Abraham Lincoln DeMond was a minister and advocate for African American emancipation in the late
19th and early 20th century at Dexter Avenue Baptist Church in Montgomery, Ala., the same church from which Martin Luther King Jr. helped launch the civil rights movement six decades later. On January 1, 1900, a day of annual commemoration for President Lincoln’s Emancipation Proclamation, DeMond delivered an influential speech, “The Negro Element in American Life,” which noted the achievements of African Americans and called for their full rights as American citizens.

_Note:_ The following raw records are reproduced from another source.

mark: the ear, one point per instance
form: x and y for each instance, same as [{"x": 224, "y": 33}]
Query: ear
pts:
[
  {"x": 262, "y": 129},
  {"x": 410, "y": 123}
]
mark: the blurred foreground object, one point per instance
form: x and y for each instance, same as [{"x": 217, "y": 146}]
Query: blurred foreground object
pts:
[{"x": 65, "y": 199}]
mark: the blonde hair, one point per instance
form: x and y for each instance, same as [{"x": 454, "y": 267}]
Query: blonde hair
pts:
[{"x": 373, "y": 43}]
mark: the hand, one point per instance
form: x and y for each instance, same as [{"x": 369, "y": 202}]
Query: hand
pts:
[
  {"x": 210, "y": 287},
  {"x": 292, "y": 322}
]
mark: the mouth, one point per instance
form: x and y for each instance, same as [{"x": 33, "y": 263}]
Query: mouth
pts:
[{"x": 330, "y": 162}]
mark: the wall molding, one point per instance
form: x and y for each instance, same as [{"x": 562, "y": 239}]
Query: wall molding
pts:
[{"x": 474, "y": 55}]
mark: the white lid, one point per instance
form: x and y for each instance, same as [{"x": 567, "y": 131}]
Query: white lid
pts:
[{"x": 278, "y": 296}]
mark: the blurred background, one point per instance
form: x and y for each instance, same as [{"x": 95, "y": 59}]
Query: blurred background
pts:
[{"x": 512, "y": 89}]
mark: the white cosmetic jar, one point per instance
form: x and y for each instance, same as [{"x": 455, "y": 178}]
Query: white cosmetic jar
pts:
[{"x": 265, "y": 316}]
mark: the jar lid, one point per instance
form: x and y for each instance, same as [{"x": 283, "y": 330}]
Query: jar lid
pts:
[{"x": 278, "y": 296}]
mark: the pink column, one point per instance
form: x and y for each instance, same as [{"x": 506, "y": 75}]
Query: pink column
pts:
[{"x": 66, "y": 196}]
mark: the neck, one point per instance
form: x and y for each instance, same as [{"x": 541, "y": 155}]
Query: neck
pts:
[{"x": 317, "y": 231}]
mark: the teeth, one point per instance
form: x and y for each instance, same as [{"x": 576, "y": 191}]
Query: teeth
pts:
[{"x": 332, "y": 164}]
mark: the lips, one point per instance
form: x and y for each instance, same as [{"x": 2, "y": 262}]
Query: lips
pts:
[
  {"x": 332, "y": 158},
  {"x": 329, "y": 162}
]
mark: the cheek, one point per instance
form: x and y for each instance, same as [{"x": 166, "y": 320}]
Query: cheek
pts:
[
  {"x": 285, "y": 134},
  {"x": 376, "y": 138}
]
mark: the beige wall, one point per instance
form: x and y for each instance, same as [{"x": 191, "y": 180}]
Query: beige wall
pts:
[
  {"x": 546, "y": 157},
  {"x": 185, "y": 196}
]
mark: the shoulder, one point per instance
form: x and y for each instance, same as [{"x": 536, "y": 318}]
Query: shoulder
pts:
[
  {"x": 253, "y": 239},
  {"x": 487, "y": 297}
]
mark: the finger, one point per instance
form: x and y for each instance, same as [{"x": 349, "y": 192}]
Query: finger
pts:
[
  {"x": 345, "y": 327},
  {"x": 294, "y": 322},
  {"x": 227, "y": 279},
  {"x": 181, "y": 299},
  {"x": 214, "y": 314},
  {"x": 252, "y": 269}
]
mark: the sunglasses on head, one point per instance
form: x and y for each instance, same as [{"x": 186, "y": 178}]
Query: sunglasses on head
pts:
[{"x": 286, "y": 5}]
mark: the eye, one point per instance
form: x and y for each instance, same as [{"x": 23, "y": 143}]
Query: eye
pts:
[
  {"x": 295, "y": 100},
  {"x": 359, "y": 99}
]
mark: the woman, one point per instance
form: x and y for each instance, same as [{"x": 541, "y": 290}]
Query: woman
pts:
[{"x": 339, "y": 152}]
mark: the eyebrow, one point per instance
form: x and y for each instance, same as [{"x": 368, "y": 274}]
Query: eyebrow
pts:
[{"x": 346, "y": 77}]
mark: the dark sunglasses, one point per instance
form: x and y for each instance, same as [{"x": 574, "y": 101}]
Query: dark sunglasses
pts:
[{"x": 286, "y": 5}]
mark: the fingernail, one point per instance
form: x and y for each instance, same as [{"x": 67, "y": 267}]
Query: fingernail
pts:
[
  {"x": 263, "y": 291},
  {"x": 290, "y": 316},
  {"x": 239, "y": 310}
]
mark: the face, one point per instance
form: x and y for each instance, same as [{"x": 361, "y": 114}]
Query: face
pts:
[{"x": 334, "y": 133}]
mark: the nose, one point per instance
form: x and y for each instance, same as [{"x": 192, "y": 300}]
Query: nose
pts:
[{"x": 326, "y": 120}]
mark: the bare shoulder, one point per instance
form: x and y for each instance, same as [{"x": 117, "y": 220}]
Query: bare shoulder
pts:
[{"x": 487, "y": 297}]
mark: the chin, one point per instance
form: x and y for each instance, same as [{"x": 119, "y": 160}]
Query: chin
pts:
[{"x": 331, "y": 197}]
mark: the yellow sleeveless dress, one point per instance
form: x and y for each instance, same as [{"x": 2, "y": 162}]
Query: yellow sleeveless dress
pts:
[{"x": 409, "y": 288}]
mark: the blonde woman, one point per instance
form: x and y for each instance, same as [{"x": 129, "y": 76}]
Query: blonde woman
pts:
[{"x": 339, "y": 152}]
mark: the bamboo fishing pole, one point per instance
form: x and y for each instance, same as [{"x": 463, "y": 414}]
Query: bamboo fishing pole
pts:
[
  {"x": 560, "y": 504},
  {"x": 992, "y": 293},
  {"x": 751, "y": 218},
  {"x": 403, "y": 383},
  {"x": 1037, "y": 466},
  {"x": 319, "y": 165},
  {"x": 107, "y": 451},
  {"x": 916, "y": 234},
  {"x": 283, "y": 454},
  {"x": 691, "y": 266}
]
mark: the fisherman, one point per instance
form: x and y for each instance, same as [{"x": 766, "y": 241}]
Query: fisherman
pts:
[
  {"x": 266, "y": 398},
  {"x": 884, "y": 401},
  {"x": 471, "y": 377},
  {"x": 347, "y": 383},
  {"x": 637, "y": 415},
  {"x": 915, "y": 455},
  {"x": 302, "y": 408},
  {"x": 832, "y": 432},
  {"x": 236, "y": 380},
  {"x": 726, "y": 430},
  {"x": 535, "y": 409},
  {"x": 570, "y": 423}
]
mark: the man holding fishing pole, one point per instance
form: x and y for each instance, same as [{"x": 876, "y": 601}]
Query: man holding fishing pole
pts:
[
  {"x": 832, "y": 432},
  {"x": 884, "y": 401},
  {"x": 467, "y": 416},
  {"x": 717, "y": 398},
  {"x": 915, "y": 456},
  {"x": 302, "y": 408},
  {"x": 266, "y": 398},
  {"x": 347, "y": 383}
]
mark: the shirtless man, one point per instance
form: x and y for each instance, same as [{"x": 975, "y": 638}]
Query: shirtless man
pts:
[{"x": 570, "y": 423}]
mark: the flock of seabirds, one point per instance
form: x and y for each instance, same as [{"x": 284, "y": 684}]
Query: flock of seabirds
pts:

“I wanted to remind everyone of the power this one Black man had and the influence it carried, and hopefully it will inspire more students of color or students in general. …I hope Abraham Lincoln DeMond Day opens up a new door of recognition for the Black community on campus. I also hope it allows us to understand our history at SUNY Cortland and the importance of the fights for equality and how that fight must continue today in our own students.”

Tatum Pittman, discussing the impact of Abraham Lincoln DeMond, the first Black graduate of the Normal School at Cortland, NY (now SUNY Cortland). Abraham Lincoln Demond 1889 Day is a new university tradition due to an idea first suggested by Pittman, a senior studying adolescent education and director of diversity, equity, and inclusion for the Student Government Association.